Do Your Callers Help Drive Service?



By Dr. Jodie Monger

We are never at a loss for numbers. We live by our center’s statistics – we continuously post the numbers, report our operational metrics, worry or feel elated by these numbers, and even benchmark our operational metrics against other call centers.

What would you say if I told you were celebrating or worrying about the wrong items? This is exactly what can happen if you are not reporting and benchmarking caller perception of your service delivery.

Caller perception, whether it comes from a patient, relative, or prospective patient, is the reality that medical call centers must deal with. It’s more real than your Service Level or the Average Length of the Call. The list of metrics you watch on a daily basis is most likely missing the caller. Your callers are critical to the dashboard you are monitoring. Does it really matter what your operational metrics look like without knowing if you are also effective to the callers? Without the callers’ input, you really do not know if your operational metrics are out of line.

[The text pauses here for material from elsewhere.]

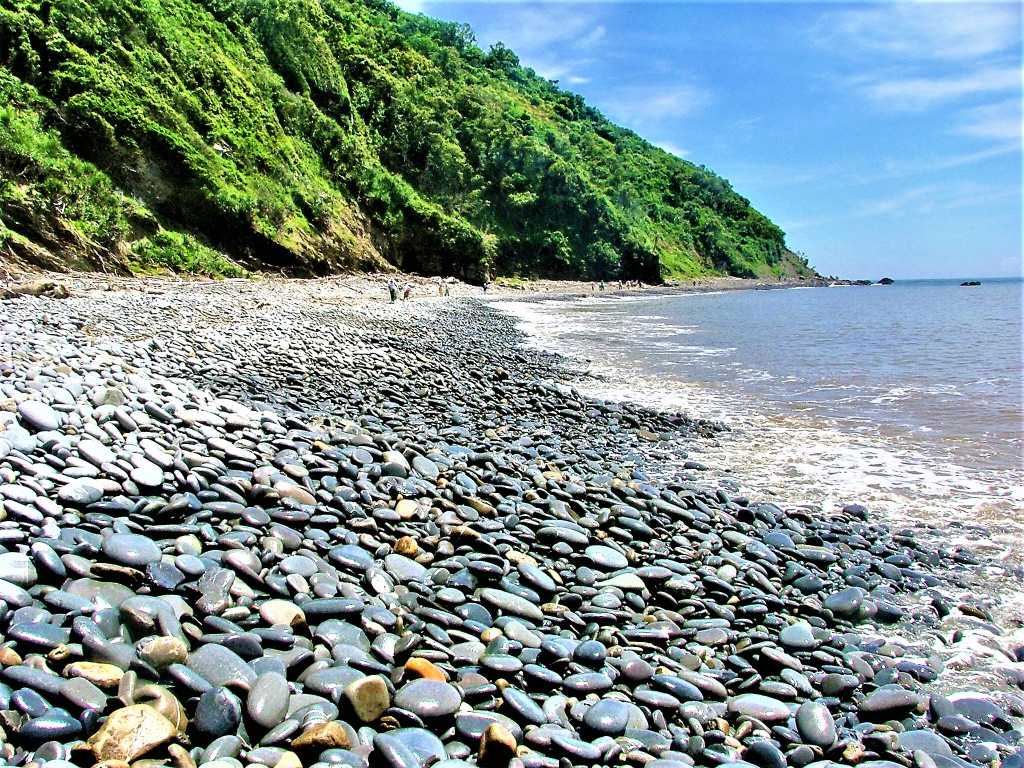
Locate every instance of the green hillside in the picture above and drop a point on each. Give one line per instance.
(311, 137)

Do you act when X drops below a certain point or Y increases above a certain point? Are the actions you take reflective of the assumption that these movements ultimately affect caller satisfaction? In many cases, it probably does, but can you prove that when asked to defend the performance of your center? You can prove many things when your dashboard (see graphic) has a complete set of metrics.

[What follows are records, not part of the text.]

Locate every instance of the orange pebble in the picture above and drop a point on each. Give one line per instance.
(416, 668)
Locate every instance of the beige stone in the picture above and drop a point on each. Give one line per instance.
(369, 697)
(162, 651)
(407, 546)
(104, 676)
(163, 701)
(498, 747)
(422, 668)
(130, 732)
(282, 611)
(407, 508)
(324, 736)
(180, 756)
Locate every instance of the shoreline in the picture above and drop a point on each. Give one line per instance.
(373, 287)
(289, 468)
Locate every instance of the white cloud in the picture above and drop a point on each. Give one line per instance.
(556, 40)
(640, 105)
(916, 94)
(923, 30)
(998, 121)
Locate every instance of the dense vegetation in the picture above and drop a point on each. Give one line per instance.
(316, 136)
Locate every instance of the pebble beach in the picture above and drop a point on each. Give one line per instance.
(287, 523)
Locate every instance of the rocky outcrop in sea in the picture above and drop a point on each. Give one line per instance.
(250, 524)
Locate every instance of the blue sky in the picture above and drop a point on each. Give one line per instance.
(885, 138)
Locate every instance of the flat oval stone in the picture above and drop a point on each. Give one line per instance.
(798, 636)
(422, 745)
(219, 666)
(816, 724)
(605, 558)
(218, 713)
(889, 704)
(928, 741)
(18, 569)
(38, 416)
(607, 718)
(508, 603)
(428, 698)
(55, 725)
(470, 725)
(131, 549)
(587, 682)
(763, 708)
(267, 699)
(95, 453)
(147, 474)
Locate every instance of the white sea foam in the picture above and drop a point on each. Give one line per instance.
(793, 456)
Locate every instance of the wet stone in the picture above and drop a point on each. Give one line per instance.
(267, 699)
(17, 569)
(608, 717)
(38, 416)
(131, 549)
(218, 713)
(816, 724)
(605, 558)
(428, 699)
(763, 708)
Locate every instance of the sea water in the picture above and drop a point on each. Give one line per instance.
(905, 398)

Quantification of the operational metrics is not an issue, so your challenge becomes one of accurately measuring service delivery from the callers’ perspective. The ideal method to collecting callers’ perceptions in a call center is by using real-time post-call surveys. These are by far the best way to measure and achieve the metrics you need. You deliver service and the caller tells you how it went. The feedback results become part of your “Effectiveness Dashboard.”

Caller satisfaction measurement programs have two goals. The first is to provide results to the agent level that are effective for coaching. Agents and teams should be given report cards that include the analytics around the drivers of caller satisfaction and the customer emotion behind the numbers through transcribed customer comments. The second goal is to provide a daily dashboard for managers that contains the voice of your callers as an alert to emergent issues or a successful alteration to the issue identified and managed yesterday.

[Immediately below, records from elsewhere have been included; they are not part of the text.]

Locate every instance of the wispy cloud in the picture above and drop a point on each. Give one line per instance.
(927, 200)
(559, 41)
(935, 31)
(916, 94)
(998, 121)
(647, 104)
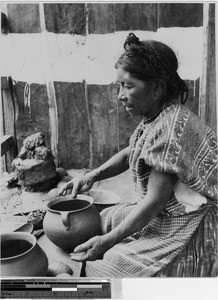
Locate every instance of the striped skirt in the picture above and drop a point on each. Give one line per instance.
(166, 247)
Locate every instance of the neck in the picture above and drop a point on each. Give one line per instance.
(155, 112)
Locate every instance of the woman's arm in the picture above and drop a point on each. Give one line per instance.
(114, 166)
(160, 187)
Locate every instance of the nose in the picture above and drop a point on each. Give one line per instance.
(121, 95)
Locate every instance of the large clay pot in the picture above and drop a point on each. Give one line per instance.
(22, 256)
(70, 222)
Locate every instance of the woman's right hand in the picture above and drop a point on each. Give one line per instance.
(78, 184)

By including caller metrics on your dashboard, you can keep your finger on the true pulse of the center. Knowing how day-to-day conditions translate to the callers’ perception of service delivery is invaluable. It is also valuable to have the ability to identify and then quantify how extraneous conditions are affecting your metrics. What is the affect of your hospital’s or call center’s marketing group sending out a letter about a new procedure or service? What was the effect of your center not being prepared with information to handle the inquiries or questions? Can you tell your CEO how an article in the Wall Street Journal about your organization negatively affected overall company satisfaction? How is first call resolution affected by a technical glitch that prevented your agents from assisting callers?

From the callers’ perspective, there are major dials to include on your dashboard. You need to watch the first call resolution metric. Repeat calls are a tremendous drain on our budgets and significantly affect caller satisfaction. Call satisfaction and agent satisfaction highlight issues such as a reduction in service level or agents who do not communicate a sense of ownership of the callers’ issue (drill down to behaviorally anchored attributes specific to the CSR). Multivariate analysis identifies the drivers of caller satisfaction and highlights the area that will yield the most to overall satisfaction via an improvement in delivery. And finally, Call Satisfaction will vary by day and you need to be concerned only when the value drops below the LCL (Lower Control Limit) and look for best practices when above the UCL (Upper Control Limit). Scores by day that fall within the UCL and LCL are within the normal range of acceptance.

Use your numbers wisely and create a comprehensive dashboard to guide you through the service delivery management maze. Adding the effectiveness dashboard to your desktop is not a difficult thing to do. Start a best practice in your call center and create this tool today.

Jodie Monger, Ph.D. is the President of Customer Relationship Metrics, L.C.. Prior to joining Metrics, she was the founding Associate Director of Purdue University’s Center for Customer-Driven Quality. Her expertise is working with Fortune 1000 companies to help them create post-call survey programs using CATs® (Completely Automated Telephone surveys).